AİHM: Demirtaş tahliye edilsin
20 Kasım 2018Demirtaş’ın gözaltı ve tutukluluk koşulları hakkında 20 Şubat 2017 tarihinde açtığı davayı bugün karara bağlayan AİHM, Türk yargısının tutukluluğun devamını somut gerekçelere dayandıramadığına ve bu durumun hukuk dışı nedenlerden kaynaklandığına kanaat getirdi.
AİHM, bugün Strasbourg’da açıklanan gerekçeli kararında, Demirtaş’ın gözaltına alınıp tutuklanmasının makul gerekçelere dayandığını ilke olarak kabul etti. Buna karşılık, tutukluluğunun devamına dair alınan kararların Türk yargısı tarafından yeterince gerekçelendirilmediğini belirtti.
Otomatik geçici tutukluk sisteminin Avrupa İnsan Hakları Sözleşmesi’nin emniyet ve güvenlik hakkıyla ilgili 5’inci maddesinin 3’üncü bendinde belirtilen “makul bir süre içinde yargılanma ya da yargılama süresince serbest bırakılma hakkına” aykırı olduğunu hatırlatan AİHM, Türk yargısının Demirtaş’ın tutukluluk süresini uzatmayı meşru göstermek için kullandığı gerekçeleri yetersiz buldu.
18. Madde
Mahkeme bu kapsamda Avrupa İnsan Hakları Sözleşmesi’nin (AİHS) en “siyasi” maddesi olarak tanımlanan 18’inci maddesinin ihlalinde karar kıldı. Demirtaş’ın tutukluluk süresinin devamlı uzatılmasının, anayasa değişikliği referandumu ve Cumhurbaşkanı seçimi dönemleri dikkate alındığında “belirtilenden gizli bir amaç güttüğü” görüşünü not eden AİHM, bu amacı “demokratik toplum kavramının odağında olan hür siyasi tartışmayı sınırlamak ve çoğulculuğu boğmak” olarak tanımladı. AİHM böylece, tarihinde ilk defa, sözleşmeye taraf bir devlet hakkında 5’inci maddenin 3’üncü bendiyle ilişkili olarak 18’inci maddenin ihlaline hükmetmiş oldu.
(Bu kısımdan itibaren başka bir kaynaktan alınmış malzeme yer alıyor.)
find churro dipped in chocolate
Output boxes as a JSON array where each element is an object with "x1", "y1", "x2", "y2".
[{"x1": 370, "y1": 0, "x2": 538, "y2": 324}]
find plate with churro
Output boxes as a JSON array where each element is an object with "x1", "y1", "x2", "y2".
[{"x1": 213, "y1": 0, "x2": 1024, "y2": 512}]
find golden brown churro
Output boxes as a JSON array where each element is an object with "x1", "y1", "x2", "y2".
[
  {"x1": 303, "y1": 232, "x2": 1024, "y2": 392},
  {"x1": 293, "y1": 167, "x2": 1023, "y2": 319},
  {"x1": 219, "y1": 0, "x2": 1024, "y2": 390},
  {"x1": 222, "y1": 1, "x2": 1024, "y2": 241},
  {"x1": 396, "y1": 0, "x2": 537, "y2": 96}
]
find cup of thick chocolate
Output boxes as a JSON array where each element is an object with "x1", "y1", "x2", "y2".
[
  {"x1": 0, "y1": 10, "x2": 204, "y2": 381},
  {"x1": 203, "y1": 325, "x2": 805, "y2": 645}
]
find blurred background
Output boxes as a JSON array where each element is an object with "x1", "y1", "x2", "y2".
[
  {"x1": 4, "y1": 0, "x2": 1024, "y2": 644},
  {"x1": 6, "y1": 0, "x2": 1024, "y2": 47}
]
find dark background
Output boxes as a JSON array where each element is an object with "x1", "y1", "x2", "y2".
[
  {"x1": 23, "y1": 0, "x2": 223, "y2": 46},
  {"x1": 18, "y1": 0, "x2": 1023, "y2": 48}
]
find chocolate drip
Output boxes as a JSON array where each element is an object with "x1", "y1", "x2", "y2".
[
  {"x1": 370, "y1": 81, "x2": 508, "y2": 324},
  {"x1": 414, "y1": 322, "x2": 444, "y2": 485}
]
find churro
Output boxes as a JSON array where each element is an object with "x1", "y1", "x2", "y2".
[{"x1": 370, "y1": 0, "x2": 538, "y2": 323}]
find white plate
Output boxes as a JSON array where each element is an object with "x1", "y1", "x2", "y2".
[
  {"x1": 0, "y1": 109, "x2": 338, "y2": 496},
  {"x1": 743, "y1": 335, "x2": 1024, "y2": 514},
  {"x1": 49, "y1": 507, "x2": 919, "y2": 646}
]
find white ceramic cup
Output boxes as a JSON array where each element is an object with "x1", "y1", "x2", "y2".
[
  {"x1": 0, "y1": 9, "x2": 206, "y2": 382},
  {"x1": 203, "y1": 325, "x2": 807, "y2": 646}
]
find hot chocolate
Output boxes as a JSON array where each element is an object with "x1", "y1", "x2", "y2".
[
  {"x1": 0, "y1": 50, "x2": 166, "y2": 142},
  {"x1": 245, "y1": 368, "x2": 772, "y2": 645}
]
AİHM kaynakları, kararın bu bakımdan tüm Avrupa hukuk sistemi açısından bir ilk olduğuna işaret ediyor.
Türk yargıçtan karşıt görüş
Kararın 18. Madde ile ilgili bölümüne 7 yargıçlı dairede sadece Türk yargıç Işıl Karakaş karşı çıktı. Karakaş, kararın bu bölümüyle ilgili olarak hazırladığı karşıt görüşte, Demirtaş’ın tutukluluk süresinin uzatılmasıyla ilgili kararların siyasi amaçlı olduğu görüşünü “spekülasyon” olarak niteledi. Tutukluluk süresinin uzatılmasının çoğulculuğu boğmak ya da hür siyasi tartışmayı engelleme hedefli olmadığını savundu.
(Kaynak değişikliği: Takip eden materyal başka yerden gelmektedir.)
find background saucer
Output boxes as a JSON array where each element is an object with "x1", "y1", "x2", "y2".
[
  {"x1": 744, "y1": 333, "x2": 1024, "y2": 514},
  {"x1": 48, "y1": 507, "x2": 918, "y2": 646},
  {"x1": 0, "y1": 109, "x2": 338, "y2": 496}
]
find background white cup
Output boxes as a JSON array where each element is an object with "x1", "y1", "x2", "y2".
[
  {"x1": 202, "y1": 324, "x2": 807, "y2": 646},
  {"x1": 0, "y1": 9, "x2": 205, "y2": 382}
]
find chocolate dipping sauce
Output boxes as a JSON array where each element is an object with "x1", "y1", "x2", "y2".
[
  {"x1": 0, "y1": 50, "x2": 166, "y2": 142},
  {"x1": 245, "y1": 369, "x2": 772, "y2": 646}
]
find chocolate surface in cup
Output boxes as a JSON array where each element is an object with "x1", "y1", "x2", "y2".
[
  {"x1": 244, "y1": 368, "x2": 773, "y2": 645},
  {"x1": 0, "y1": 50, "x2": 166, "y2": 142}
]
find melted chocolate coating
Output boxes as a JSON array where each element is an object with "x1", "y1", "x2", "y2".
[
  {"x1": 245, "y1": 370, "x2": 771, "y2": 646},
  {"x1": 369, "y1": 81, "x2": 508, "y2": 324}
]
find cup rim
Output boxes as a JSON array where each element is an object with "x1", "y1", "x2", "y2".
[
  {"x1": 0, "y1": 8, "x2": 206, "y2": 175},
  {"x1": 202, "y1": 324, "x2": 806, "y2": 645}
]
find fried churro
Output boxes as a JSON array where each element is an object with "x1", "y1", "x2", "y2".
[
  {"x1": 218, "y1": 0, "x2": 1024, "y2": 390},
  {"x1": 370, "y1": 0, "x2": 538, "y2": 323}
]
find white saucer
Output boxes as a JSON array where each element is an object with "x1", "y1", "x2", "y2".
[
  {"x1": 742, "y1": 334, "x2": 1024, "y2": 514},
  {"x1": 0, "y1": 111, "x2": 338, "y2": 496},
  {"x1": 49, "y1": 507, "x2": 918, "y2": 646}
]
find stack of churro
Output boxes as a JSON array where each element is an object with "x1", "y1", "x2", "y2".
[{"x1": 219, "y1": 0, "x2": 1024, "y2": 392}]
AİHM, Demirtaş’ın geçici tutukluluğunun bir milletvekili ve siyasi lider olarak TBMM çalışmalarına katılımını ve ifade özgürlüğünü engellediği sonucuna da vardı. Bu tespit temelinde AİHS’nin serbest seçim hakkıyla ilgili maddesinin ihlal edildiğine hükmetti.
Tahliye edilsin
Strasbourg Mahkemesi, AİHS’nin 46’ncı maddesi gereği, Demirtaş’ın devam eden tutukluluğunun neden olduğu ihlalin ortadan kaldırılması amacıyla en kısa sürede tahliye edilmesi talebinde bulundu.
Ankara açısından bağlayıcı olan karar gereği Türk hükümeti Demirtaş’a 10 bin euro manevi tazminat, 15 bin euro da mahkeme masrafı ödeyecek. Demirtaş’ın avukatları AİHM önünde 11 bin 350 euro maddi tazminat, 250 bin euro manevi tazminat, 40 bin euro da mahkeme masrafı talep etmişti.
Türk hükümetinin karara itiraz için 3 ay süresi bulunuyor. Ankara bu hakkını kullanır ve itiraz gerekçesi kabul görürse dava esastan AİHM’nin 17 yargıçlı Büyük Dairesi tarafından tekrar görülecek. Bu senaryonun gerçekleşmesi halinde nihai karar 2019 sonundan önce beklenmiyor.
AİHM önündeki Demirtaş davasına Avrupa Konseyi İnsan Hakları Komiseri, Parlamenterlerarası Birlik ve Human Rights Watch gibi kurum ve kuruluşlar Demirtaş’ın yanından müdahil taraf olarak katılmıştı.